101. Wk14 - The 'Pop' Heard Around the World


For anyone following my updates the last few months, you'll be well aware that I've had a hip problem. In fact it's deep in my ass, and it has not been fun trying to train and run on this. Since the start of December (for pretty much 3 months), it has been far from right in that neck of the woods.


I've been limping while walking; limping while running; rolling my ass on lacrosse balls (far from fucking fun with this injury, I can tell you); rolling my back; stretching my hamstrings; deep stretching my glutes and hips; getting crunched on the osteo table; getting elbow-deep massage on the physio table; doing glute strengthening; and finally resorted to mashing the hell out of it with a metal bar (Graston technique). All in the aim to loosen the damn thing off enough for it to click into place.

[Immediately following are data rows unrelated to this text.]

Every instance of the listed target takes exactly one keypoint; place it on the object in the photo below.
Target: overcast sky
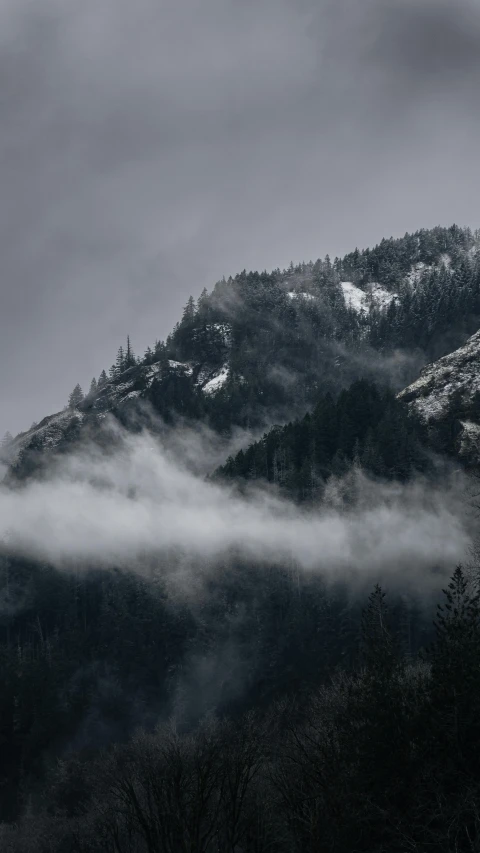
(148, 148)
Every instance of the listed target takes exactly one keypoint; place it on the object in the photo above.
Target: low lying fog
(145, 499)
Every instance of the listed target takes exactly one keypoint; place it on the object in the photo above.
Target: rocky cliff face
(447, 397)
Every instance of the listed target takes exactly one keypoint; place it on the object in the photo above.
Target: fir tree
(76, 397)
(120, 362)
(129, 359)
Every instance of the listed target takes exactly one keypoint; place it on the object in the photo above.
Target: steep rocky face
(447, 397)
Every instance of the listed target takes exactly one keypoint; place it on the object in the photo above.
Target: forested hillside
(211, 662)
(262, 347)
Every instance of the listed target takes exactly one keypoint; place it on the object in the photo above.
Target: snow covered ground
(360, 300)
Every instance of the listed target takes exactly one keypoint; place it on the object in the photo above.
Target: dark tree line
(364, 425)
(384, 757)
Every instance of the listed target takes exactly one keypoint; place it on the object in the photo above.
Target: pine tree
(377, 642)
(76, 397)
(189, 311)
(129, 359)
(455, 667)
(120, 362)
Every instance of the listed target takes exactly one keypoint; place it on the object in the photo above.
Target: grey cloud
(149, 148)
(424, 38)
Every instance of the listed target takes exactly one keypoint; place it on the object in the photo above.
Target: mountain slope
(262, 347)
(446, 396)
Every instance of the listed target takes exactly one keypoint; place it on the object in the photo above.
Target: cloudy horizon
(149, 150)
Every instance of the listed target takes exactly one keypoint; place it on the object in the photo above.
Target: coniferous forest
(182, 698)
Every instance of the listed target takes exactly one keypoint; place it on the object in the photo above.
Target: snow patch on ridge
(216, 382)
(297, 294)
(361, 300)
(459, 371)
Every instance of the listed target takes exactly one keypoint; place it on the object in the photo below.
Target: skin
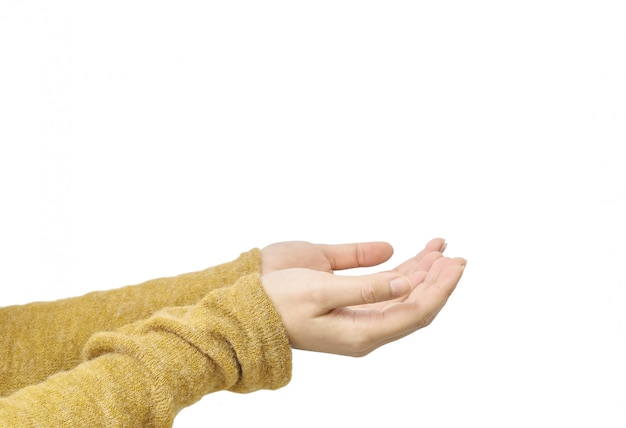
(353, 315)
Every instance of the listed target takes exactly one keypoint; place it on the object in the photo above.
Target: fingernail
(400, 286)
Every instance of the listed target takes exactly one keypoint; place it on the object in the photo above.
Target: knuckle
(369, 293)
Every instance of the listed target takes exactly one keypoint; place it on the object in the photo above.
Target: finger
(342, 291)
(423, 259)
(404, 318)
(364, 254)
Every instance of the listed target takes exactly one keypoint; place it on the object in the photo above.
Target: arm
(143, 374)
(39, 339)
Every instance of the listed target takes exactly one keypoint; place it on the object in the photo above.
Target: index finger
(362, 254)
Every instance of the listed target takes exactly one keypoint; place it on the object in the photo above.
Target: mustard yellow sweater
(136, 356)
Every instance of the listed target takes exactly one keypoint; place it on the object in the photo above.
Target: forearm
(145, 373)
(39, 339)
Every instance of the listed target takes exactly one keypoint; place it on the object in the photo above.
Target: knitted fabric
(148, 351)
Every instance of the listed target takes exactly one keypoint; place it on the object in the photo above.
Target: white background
(143, 139)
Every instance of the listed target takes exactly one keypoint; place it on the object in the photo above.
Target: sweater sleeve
(144, 373)
(43, 338)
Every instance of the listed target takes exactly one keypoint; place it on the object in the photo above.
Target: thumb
(342, 291)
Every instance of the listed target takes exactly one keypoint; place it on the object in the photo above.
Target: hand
(353, 315)
(324, 258)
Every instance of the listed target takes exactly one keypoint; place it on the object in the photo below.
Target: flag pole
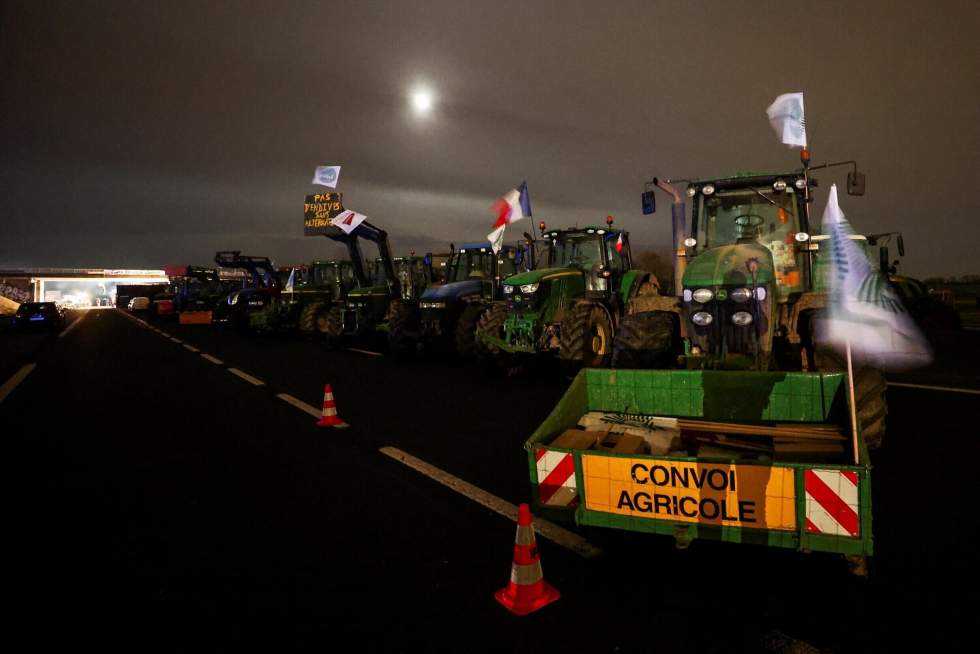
(850, 389)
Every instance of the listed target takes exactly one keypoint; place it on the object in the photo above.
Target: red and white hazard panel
(832, 502)
(556, 478)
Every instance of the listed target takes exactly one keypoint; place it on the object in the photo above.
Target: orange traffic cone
(527, 591)
(330, 417)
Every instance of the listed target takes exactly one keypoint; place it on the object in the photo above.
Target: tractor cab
(602, 254)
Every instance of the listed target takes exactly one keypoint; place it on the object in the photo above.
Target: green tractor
(749, 286)
(570, 305)
(385, 298)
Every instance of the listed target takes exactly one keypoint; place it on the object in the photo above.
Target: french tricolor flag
(515, 205)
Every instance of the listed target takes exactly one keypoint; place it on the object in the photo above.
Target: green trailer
(806, 502)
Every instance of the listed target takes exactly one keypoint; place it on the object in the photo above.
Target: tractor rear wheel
(646, 340)
(869, 394)
(307, 319)
(403, 327)
(586, 339)
(465, 335)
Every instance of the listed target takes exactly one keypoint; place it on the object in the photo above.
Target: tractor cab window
(472, 263)
(583, 251)
(412, 277)
(765, 217)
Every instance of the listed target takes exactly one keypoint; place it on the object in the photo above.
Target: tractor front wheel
(869, 394)
(646, 340)
(402, 327)
(586, 339)
(466, 330)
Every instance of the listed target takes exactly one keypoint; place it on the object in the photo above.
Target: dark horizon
(140, 136)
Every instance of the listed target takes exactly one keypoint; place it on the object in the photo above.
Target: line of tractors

You may be happy to hear that I've managed to pop whatever it was back into place now... and boy, was it a big one.

I'll rewind to events leading up to the moment I've been waiting for a few days. Having Covid two weeks earlier and having to take it much easier while recovering certainly helped. The moment came though with the storms in the UK last week. That forced me to take the entire weekend off running as it was simply too dangerous to get a 20k trail run in. That forced me to rest up some more and do some intense work on heating, stretching and scraping (using the Graston metal bar I mentioned earlier) over the space of 3 days. Early on Monday this week, I took a chance the moment I woke up (and when my back is the most relaxed it can get) to perform a 'cricketer's stretch' with an added twist before I got up... And holy shit there was a pop! Not just the satisfying click you sometimes get in your neck, back, ankle, etc. No, no. This was a deeeeeeep one. So deep it sounded like two bowling balls smacking into one another. It was at the side of my tailbone, and the top of my hip joint. And it was, loud. So loud it woke my wife up, and I'm sure it rattled the windows and got the dog barking up a storm from her bed in the kitchen, thinking my town was being bombed! (I exaggerate, of course, but the point was it was really f*cking loud!)

My immediate response was alarm, and for a split second the thought crossed my mind I'd popped my hip out entirely; but that was replaced with near immediate relief in my back and me having a eureka moment that saw me shouting out 'I knew it!!!' at 6 in the morning.


One thing when you are prone to injury is that you know your body very well indeed. I had been saying for months I need to pop something back in and that something felt 'out', that was why the pain was simply getting no better despite periods of rest, treatment, rehab, etc. And the relief was immediate. The joint felt so much better. But the muscles responded by getting very tight very quickly while they were trying to figure out what to do about what the hell just happened. This has given me a different type of pain, but that was a good sign. Muscle problems and tightness are so much easier to deal with than joint issues in my experience.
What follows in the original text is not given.